Back in their world, Saki, Yū's adopted sister, is confronted by the same black hooded man at her florist shop when the boys arrive and manage to save her. As they escape in her car, the man transforms into a gigantic spider and pursues them. As Saki reveals to the boys that the man called her name, Yū has an epiphany and realizes the culprit. As they manage to escape from the monster, the car is pulled into the river, with the boys transported back to the other world once again.

In the throne room, the boys confront Gnauss, who is the mastermind behind everything that has happened since Astrid's curse. Gnauss reveals that he is in fact Galeroth, and that he was once known as Crown Prince Sedulus Astrum. He has been plotting to take revenge on his father and the entire kingdom, and attempts to manipulate Haru through his armor which Yū is able to stop with his magic. Galeroth takes Astrid hostage, and tries to kill her, only for Yū to shield the attack. As Astrid and Haru fight Galeroth, the old man (Note: Heavily implied to be Oliver, the protagonist from Dominion of the Dark Djinn and it enhanced remake, Wrath of the White Witch.) reappears before Yū, and gives him an old stick; which later is revealed as the legendary Mornstar. Both Yū and Haru slay Galeroth with the sword, defeating him and the Black Banner army for good. A portal appears before them; after a tearful farewell, Haru leaves through the portal, with Yū staying behind.

Back in Haru's world, both Kotona and Saki have recovered from their retrospective causes, but their memories of Yū fade. As the only one who remembers Yū and realizing their similar preferences, Haru realizes that Yū was his doppelganger from the other world.

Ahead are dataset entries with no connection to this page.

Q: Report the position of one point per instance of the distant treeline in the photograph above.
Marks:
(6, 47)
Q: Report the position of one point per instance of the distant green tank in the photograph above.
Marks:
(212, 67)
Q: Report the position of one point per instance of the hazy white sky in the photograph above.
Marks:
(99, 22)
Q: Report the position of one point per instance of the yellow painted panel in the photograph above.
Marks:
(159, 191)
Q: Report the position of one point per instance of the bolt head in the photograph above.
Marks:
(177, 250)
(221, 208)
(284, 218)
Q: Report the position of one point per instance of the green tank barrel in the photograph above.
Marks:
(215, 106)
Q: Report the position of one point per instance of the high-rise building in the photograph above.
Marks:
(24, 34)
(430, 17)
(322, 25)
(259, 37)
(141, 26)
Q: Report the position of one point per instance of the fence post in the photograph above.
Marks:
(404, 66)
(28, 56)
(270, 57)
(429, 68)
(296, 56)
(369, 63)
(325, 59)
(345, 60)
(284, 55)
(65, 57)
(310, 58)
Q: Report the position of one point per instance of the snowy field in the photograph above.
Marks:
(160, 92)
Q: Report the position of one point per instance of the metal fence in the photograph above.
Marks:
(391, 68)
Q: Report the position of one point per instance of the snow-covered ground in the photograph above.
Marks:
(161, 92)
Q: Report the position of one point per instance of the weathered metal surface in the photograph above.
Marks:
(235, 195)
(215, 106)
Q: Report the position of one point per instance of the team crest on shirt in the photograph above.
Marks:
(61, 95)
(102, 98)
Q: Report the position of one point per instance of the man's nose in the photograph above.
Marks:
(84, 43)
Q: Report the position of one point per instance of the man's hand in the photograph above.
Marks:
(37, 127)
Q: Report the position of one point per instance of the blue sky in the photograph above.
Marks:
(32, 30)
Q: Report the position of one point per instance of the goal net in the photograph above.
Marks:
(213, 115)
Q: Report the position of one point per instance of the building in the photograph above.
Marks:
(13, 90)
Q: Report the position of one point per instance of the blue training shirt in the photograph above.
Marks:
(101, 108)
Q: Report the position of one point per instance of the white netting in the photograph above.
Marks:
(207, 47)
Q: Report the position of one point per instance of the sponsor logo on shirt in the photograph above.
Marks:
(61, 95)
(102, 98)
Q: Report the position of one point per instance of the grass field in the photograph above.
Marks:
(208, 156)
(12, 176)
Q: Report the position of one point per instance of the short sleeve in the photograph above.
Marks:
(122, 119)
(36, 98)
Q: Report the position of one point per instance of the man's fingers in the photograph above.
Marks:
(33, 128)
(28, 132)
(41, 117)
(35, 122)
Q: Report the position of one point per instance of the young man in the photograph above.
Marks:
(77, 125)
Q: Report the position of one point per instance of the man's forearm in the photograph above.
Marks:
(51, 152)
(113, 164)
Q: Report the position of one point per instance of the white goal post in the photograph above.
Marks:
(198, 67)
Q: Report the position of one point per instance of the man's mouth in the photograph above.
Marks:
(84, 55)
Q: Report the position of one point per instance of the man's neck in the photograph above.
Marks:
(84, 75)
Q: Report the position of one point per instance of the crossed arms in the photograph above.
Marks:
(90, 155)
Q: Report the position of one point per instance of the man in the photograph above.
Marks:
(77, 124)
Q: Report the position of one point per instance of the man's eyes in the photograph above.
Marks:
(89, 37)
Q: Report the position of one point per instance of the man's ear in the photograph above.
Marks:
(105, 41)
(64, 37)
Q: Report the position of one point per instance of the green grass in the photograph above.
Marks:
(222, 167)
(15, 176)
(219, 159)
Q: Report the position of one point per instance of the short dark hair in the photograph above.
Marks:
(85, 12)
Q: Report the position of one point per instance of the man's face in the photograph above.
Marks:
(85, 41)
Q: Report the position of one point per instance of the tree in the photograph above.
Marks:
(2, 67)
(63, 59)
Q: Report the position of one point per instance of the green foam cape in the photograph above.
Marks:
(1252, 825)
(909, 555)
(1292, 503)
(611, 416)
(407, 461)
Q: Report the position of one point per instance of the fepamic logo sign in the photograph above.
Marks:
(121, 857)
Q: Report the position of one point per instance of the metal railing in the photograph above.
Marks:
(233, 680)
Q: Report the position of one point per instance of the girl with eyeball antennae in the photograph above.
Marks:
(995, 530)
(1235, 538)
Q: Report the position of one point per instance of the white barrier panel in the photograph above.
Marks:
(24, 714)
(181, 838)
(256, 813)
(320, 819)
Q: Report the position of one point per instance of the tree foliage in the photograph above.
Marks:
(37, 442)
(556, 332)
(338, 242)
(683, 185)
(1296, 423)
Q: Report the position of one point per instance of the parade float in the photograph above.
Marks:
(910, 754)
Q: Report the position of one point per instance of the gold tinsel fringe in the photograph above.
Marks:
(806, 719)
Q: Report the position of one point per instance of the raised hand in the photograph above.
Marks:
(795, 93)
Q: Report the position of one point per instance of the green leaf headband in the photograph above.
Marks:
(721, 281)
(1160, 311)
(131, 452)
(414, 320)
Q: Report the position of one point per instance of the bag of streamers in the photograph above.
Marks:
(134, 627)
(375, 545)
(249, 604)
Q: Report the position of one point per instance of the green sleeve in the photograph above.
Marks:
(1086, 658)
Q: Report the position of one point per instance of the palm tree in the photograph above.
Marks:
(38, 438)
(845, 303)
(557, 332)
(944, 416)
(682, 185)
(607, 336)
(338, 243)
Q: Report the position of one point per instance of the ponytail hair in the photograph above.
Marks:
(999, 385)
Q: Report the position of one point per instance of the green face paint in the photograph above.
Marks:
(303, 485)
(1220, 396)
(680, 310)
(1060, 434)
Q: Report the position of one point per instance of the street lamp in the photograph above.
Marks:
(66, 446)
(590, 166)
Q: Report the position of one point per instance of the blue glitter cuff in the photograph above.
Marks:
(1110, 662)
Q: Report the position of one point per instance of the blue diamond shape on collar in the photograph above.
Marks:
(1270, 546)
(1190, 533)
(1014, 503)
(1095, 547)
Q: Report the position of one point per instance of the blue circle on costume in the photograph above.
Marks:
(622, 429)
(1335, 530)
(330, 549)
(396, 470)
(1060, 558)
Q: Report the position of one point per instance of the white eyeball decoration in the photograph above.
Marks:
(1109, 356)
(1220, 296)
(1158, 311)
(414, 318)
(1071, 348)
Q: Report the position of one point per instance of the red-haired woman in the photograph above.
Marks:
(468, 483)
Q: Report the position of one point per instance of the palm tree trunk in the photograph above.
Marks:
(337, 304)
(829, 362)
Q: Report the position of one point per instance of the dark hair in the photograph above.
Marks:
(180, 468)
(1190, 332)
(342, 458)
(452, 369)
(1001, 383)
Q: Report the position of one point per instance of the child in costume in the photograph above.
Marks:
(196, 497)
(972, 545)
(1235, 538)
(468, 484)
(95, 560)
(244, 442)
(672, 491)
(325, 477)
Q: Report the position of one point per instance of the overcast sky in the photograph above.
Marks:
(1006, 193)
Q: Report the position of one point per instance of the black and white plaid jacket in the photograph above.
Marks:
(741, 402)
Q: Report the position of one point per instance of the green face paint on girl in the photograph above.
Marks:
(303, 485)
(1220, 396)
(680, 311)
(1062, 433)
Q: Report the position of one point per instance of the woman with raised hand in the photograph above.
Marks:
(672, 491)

In a post-credits scene, Yū, with Astrid at his side, is crowned as the new king of Evermore.

==Voice cast==

| Character | Japanese voice cast | English voice cast |
|---|---|---|
| Yū | Kento Yamazaki | Max Mittelman |
| Haru | Mackenyu Arata | Alejandro Saab |
| Kotona/Princess Astrid | Mei Nagano | Abby Trott |
| Saki/Bertha | Maaya Sakamoto | Erica Lindbeck |
| Gnauss Wissden | Mamoru Miyano | Robbie Daymond |
| Galeroth | Kenjiro Tsuda | Armen Taylor |
| Barton | Kōichi Yamadera | Patrick Seitz |
| Dandy | Yuki Kaji | Kyle McCarley |
| King Astrum | Masatō Ibu | John Snyder |
| Old man | Tsuyoshi Muro | John DeMita |

==Production==
===Development===
In February 2019, Warner Bros. Japan announced at a press conference that Level-5 was producing an anime film based on Ni no Kuni. Yoshiyuki Momose, who provided various storyboards and key animations for many of Studio Ghibli films, as well as serving as an animation director for Dominion of the Dark Djinn and a character designer for Revenant Kingdom, was announced as the main director for the film with OLM, Inc. handling the animation production. Level-5's Akihiro Hino, who created and wrote the Ni no Kuni video game series, served as an executive producer, story and screenwriter for the film.

===Casting===
Kento Yamazaki was the first cast member to be announced during the press conference. Other cast members were revealed that same month, with Maaya Sakamoto as Saki/Bertha, Mamoru Miyano as Gnauss, Kenjiro Tsuda as Galeroth, Kōichi Yamadera as Barton, and Yuki Kaji as Dandy. Mackenyu Arata and Mei Nagano were cast as Haru and Kotona respectively. Masatō Ibu and Toshiyoshi Muro were later cast as King Astrum and the Old Man.

===Music===
Joe Hisaishi returned to score the music for the film, after composing the music for Dominion of the Dark Djinn, Wrath of the White Witch and Revenant Kingdom. The film's theme song is "MOIL", sung by Keina Suda.

==Release==
The film was released in theaters in Japan on August 23, 2019. Netflix released the film internationally on January 16, 2020.

==Reception==
The film debuted at seventh place at the weekend box office, and dropped to tenth in its second week.